En l’espèce il ressort des certificats médicaux produits que la personne susvisée a bien été admise en soins psychiatriques sur demande d’un tiers en urgence en raison de troubles mentaux qui rendaient son consentement impossible et d’un état de santé qui imposait des soins immédiats assortis d’une surveillance médicale constante en milieu hospitalier.
En effet, il résulte du certificat des 24 heures établi par le Docteur, [C] le 16/03/2026 que la patiente a été admise pour une exaltation pathologique de l’humeur concordant avec les éléments rapportés par la famille avec une forte tension interne, une familiarité, tachypsychie, un discours abondant et marqué par des idées de mégalomanie., [V], [T] est dans le déni de ses troubles et ne comprend pas pourquoi elle a été hospitalisée. Le certificat des 72 heures établi par le Docteur, [S] le 17/03/2026 mentionne le fait que la patiente a retrouvé son calme et son discours n’est plus marqué par des incohérences et des éléments délirants. Toutefois, elle se trouve toujours dans le déni de ses troubles et déclare qu’elle n’a pas besoin de soins.
L’avis médical à l’appui de notre saisine préconise le maintien en hospitalisation complète pour garantir la continuité des soins. Il est indiqué que son discours est constitué par des éléments délirants mégalomaniaques et de persecution. Elle nie ses troubles et ne comprend pas pourquoi elle doit être hospitalisée alors même que son fonctionnement psychique peut la conduire à ses mettre en danger ou à mettre en danger les autres.

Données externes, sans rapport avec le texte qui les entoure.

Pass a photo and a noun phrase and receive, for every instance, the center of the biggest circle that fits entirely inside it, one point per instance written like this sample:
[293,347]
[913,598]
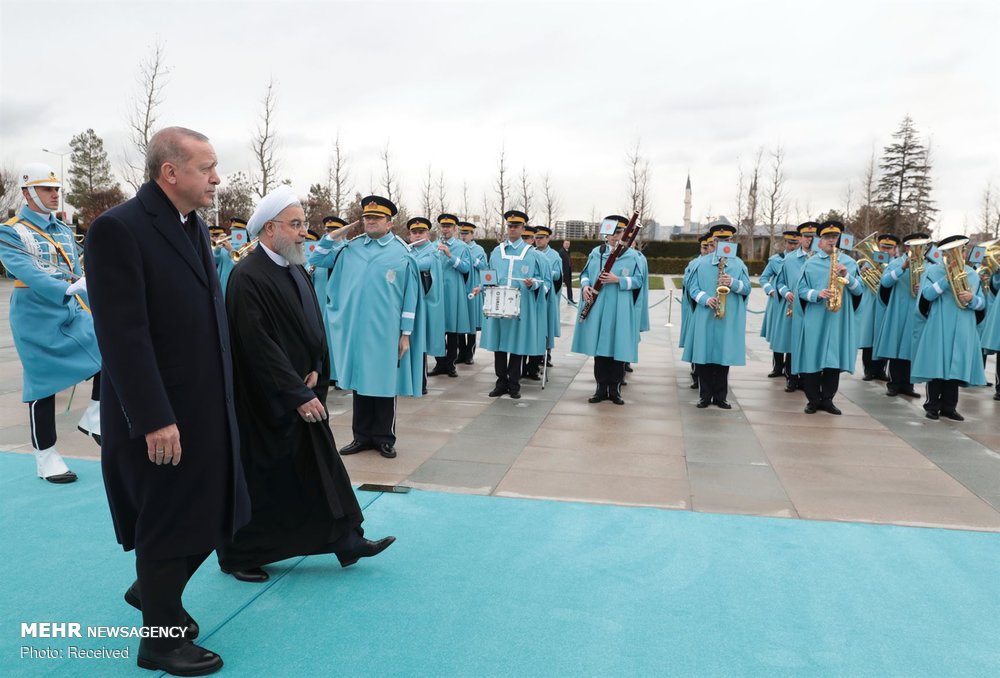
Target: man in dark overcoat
[170,443]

Il résulte des débats qu,'[V], [T] souhaite la main-levée de la mesure en indiquant que sa pathologie est davantage le fruit d’un trouble du comportement alimentaire.
Toutefois les conditions de ces soins psychiatriques sous le régime de l’hospitalisation complète demeurent réunies afin de garantir la continuité des soins.
PAR CES MOTIFS
Statuant publiquement, par ordonnance réputée contradictoire, en premier ressort,
Disons que les soins psychiatriques dont, [V], [T] fait l’objet peuvent se poursuivre sous le régime de l’hospitalisation complète.
La présente ordonnance est susceptible d’appel devant le premier président de la cour d’appel ou son délégué dans un délai de 10 jours à compter de sa notification ; en vertu de l’article 642 du code de procédure civile, le délai qui expirerait normalement un samedi, un dimanche ou un jour férié ou chômé est prorogé jusqu’au premier jour ouvrable suivant ; cet appel n’est pas suspensif, sauf s’il est interjeté par le ministère public dans les conditions de l’article L. 3211-12-4 du code de la santé publique ; il doit être formalisé par déclaration motivée avec une copie jointe de la présente ordonnance transmise :
— s’agissant des avocats du ressort de la cour d’appel de Rouen et à compter du 1er juillet 2018: via le RPVA sur l’adresse, [Courriel 1] conformément à la convention relative à la communication électronique en matière civile ;
— s’agissant des avocats hors ressort, des personnes morales, des autorités administratives et des parties : par tout moyen ou par mail à l’adresse suivante :, [Courriel 2] au greffe de la cour d’appel de Rouen sis, [Adresse 3].
L’auteur d’un recours abusif ou dilatoire peut être condamné à une amende civile et au paiement d’une indemnité à l’autre partie.